When most of the cells have been scraped to a corner of the plate, aspirate the remaining liquid and transfer to the culture tube. Sometimes the liquid is absorbed by the agar and you may have to add more liquid to aspirate.
When as much of the cells have been collected as possible, vortex the culture tube to mix the very turbid culture together.
Repeat this for all plates in the mutant collection. Pool the appropriate number of cultures together in a single sterile tube. This is estimated from however many mutants are desired to be collected (e.g. 2 plates for 150,000 mutants/ml).
Resuspend with 2YT for desired final volume, which depends on the DNA extraction method used. (1 ml may be a sufficient start to freeze initially). The pellet can be frozen at -20˚C until thawing for experimental outgrowth begins.
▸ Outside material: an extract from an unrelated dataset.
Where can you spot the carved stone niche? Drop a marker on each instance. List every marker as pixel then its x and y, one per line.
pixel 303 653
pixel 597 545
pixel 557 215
Based on resuspension volumes, keep track of how many mutants are estimated to be present in each aliquot. For example, if 2 scraped plates representing 150,000 mutants total are resuspended in ~2 ml, two 1 ml aliquots represent the set of 150,000 mutants.
For resuspensions, make saved aliquots with 10% DMSO to freeze at -80˚C.
Optional: If enumeration of scraped library pools is desired, take a small aliquot and serially dilute in a 96 well plate to a dilution factor of at least 10-10 or 10-11. Either plate 100 µl or spot 10 µl of the lowest 6 dilutions in duplicate onto an 2YT + antibiotic plate. Incubate at 37˚C for 2 - 4 days.
Protocol references
1. Ferrières L, Hémery G, Nham T, et al. Silent Mischief: Bacteriophage Mu Insertions Contaminate Products of Escherichia coli Random Mutagenesis Performed Using Suicidal Transposon Delivery Plasmids Mobilized by Broad-Host-Range RP4 Conjugative
Machinery. Journal of Bacteriology. 2010;192(24):6418-6427. doi:10.1128/jb.00621-10
2. Jackson SA, Fellows BJ, Fineran PC. Complete Genome Sequences of the Escherichia coli Donor Strains ST18 and MFDpir. Microbiol Resour Announc. 2020;9(45):e01014-20. doi:10.1128/MRA.01014-20
Acknowledgements
We thank Jerod Skyberg for his generous donation of his time, laboratory, and resources for developing this protocol in Brucella abortus.